O lado positivo do estudo é o otimismo do brasileiro referente ao futuro, o que inclui tanto os cenários político e econômico e a situação financeira pessoal como o meio ambiente e as relações de trabalho e o papel das empresas. São 65% dos jovens que projetam um futuro mais azul ante 38% dos colegas de outros países, fato explicado por Dani que se deve ao espírito latino do brasileiro, marcado pelas relações afetivas mais calorosas e facilidade para trabalhar em equipe. O comparativo em relação aos millennials apresentou números semelhantes. Pensando nas gerações que ainda estão para chegar, o futuro do mercado de trabalho é promissor para os jovens nas próximas décadas, de acordo com o economista Marcelo Neri, professor na Fundação Getulio Vargas (FGV), diretor do FGV Social e ex-presidente do Instituto de Pesquisa Econômica Aplicada (Ipea). “Vai faltar jovem no futuro, e quem tiver uma boa formação com conhecimento digital poderá aproveitar as oportunidades”, afirma. De acordo com estudos da FGV, há, hoje, cerca de 50 milhões de jovens entre 15 e 29 anos, e a expectativa é que esse contingente caia para 25 milhões até o fim do século, com crescimento contínuo da faixa de idosos acima de 60 anos.

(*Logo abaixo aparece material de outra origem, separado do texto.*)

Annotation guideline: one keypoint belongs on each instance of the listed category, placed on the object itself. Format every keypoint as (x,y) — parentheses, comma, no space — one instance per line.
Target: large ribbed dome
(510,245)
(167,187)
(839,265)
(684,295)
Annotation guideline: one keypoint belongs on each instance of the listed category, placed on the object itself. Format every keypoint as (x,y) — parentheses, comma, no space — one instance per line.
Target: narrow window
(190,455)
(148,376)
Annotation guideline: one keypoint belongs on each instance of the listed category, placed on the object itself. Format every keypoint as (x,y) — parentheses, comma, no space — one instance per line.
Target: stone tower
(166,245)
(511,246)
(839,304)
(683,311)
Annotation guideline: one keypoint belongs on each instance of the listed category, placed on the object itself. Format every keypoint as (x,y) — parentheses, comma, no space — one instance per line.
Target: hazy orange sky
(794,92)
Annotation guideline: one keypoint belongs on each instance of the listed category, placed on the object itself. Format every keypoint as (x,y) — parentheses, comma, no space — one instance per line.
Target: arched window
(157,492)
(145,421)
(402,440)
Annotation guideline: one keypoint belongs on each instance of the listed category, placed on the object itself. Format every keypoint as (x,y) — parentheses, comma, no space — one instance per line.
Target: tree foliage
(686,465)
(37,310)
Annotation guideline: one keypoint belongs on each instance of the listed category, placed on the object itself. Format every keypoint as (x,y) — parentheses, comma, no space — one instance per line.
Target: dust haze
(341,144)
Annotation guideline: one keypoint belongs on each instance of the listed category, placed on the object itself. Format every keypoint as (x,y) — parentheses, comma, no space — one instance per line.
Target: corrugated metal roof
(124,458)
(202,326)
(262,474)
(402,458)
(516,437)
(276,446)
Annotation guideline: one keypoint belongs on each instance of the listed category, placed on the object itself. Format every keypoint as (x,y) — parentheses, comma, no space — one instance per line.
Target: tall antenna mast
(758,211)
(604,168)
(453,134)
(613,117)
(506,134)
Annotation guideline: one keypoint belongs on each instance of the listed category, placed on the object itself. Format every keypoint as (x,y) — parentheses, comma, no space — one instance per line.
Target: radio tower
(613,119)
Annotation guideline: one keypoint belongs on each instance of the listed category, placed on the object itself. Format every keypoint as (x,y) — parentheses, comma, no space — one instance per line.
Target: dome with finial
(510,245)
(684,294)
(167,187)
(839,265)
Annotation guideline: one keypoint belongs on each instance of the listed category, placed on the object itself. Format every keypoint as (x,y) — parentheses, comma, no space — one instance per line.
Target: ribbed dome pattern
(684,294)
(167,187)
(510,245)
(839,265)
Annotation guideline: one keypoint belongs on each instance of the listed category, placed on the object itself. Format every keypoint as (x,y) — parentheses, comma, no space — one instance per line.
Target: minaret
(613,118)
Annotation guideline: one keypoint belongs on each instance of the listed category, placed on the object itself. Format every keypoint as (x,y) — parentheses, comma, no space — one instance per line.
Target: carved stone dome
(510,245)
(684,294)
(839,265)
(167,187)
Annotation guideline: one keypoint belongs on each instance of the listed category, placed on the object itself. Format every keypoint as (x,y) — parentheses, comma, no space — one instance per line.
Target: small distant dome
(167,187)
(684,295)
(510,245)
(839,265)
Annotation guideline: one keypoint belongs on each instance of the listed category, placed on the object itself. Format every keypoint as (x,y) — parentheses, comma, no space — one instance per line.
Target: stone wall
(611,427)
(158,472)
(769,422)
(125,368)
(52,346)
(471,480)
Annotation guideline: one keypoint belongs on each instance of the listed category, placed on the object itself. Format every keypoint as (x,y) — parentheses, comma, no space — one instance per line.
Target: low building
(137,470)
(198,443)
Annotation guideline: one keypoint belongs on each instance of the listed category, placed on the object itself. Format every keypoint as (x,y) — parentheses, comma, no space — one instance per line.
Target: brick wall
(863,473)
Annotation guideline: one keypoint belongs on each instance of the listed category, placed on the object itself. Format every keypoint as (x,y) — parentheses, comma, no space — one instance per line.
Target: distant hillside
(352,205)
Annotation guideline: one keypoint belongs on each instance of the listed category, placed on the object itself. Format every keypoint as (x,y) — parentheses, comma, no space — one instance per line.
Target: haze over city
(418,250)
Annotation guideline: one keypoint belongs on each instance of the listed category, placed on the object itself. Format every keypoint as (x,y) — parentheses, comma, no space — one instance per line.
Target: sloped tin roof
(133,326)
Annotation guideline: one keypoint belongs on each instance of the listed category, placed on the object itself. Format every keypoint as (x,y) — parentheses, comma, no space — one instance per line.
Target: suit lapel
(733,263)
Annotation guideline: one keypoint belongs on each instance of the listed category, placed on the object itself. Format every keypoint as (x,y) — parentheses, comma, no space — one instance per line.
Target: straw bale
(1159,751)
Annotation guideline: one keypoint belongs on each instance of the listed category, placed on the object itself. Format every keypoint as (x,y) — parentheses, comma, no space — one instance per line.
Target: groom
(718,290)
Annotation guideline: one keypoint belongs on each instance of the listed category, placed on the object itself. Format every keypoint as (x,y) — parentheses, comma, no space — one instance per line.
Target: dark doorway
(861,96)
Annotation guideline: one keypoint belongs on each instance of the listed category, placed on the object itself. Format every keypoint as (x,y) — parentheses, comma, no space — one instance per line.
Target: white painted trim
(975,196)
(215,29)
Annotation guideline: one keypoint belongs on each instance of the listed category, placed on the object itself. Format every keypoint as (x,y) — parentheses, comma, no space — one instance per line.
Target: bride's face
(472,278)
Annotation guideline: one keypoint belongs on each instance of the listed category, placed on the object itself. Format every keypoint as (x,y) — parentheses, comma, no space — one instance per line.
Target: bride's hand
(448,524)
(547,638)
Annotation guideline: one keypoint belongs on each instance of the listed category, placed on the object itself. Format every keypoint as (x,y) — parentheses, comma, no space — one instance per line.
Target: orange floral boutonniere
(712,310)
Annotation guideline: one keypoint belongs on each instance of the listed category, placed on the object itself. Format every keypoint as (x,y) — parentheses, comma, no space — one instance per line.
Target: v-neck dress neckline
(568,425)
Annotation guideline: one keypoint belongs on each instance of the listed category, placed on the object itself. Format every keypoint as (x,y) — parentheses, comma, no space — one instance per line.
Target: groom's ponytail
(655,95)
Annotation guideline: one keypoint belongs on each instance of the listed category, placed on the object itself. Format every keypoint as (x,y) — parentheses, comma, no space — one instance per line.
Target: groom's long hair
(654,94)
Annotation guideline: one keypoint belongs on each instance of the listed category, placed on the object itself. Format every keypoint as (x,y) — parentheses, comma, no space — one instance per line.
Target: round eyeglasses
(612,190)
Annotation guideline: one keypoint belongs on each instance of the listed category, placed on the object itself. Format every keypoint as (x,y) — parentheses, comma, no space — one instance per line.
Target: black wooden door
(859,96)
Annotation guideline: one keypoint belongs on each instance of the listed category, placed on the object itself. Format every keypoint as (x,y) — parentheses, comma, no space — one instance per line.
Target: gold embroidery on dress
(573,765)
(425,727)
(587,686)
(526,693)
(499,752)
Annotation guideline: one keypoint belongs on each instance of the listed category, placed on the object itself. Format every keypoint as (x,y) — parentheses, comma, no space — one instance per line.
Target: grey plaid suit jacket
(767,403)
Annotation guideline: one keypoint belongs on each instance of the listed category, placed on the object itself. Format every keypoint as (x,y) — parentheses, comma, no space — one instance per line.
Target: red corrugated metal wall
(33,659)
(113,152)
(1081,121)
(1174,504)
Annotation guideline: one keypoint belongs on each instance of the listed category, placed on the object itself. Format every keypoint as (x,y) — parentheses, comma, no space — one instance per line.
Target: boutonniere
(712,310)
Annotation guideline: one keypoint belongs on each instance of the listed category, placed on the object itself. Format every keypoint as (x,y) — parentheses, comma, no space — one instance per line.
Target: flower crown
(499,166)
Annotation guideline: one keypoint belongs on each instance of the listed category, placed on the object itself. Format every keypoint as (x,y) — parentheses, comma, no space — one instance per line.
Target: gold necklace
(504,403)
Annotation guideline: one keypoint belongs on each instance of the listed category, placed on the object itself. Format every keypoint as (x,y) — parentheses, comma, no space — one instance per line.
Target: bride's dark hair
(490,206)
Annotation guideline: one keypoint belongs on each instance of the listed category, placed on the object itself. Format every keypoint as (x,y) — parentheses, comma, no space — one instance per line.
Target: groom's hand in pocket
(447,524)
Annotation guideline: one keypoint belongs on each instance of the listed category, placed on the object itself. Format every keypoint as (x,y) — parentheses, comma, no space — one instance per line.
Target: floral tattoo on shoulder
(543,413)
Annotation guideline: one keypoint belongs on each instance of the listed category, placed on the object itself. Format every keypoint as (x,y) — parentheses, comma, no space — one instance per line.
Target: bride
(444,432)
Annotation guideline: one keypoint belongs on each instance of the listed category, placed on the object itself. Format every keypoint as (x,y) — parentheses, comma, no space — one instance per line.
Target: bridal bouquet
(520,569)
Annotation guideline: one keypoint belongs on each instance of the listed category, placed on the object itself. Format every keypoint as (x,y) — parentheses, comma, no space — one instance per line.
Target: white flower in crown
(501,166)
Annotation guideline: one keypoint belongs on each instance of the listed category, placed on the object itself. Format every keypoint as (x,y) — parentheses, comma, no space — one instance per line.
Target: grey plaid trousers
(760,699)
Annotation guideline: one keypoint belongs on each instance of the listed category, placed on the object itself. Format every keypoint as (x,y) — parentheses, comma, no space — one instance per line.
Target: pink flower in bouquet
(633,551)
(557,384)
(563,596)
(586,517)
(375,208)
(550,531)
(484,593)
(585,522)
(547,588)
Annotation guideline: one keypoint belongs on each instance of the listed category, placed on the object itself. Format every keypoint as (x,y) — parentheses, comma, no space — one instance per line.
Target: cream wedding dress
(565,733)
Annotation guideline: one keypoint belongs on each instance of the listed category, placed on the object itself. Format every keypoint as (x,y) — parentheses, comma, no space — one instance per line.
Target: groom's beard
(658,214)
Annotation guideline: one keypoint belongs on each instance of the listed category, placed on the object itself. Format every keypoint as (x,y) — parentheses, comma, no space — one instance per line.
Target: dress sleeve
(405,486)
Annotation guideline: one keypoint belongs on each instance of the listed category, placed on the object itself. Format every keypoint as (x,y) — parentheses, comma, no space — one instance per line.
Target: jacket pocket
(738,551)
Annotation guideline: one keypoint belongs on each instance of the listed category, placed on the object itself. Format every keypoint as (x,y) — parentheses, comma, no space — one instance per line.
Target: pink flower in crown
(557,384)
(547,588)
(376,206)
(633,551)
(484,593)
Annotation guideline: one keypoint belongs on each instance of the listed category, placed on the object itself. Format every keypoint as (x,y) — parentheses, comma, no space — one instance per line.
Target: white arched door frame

A pandemia castigou os jovens pelo desemprego e pela falta de oportunidades, gerando o chamado “efeito canguru” (volta para a casa dos pais) e o fenômeno “nem-nem” (nem estuda nem trabalha), que atingiu 30% dos jovens, mas já apresenta sinais de reversão e hoje está na casa de 22%. Segundo Neri, as classes menos favorecidas foram mais atingidas, em especial as mulheres (28%) e pretos e pardos, com 22% e 24%, respectivamente. “A pesquisa mostra que 59% de jovens com ensino fundamental enquadram-se no ‘nem, nem’, enquanto o índice cai para 12% para quem tem superior completo.
“No Brasil, os jovens carentes acabam entrando em um círculo vicioso, no pior sentido. Entram em trabalhos precários, não conseguem sair, não ganham experiência e não conseguem ascender profissionalmente”, explica Neri. O drama se agrava quando o jovem trabalha em empresas de tecnologia que sejam monopolistas e tenham poder de mercado, inibindo a concorrência, o que limita o leque de opções. Como professor, Neri observa a passagem da adolescência para a vida adulta como um período de inquietações e mudanças não apenas no mercado de trabalho. Por ter atuado na esfera pública federal, ele defende um modelo de ensino mais flexível, principalmente na eventual mudança de carreira por meio do Sisu e do Enem. “Deveria haver um modelo mais flexível, reduzindo os atalhos, sem que o estudante tenha de voltar à estaca zero.” O economista frisa que há, ainda, a dificuldade de se elaborarem políticas públicas integradas à juventude em decorrência da autonomia do governo federal, dos Estados e dos municípios. “Os temas ligados à educação e à segurança estão com os governos estaduais, enquanto as ações voltadas à infância cabem aos municípios”, explica.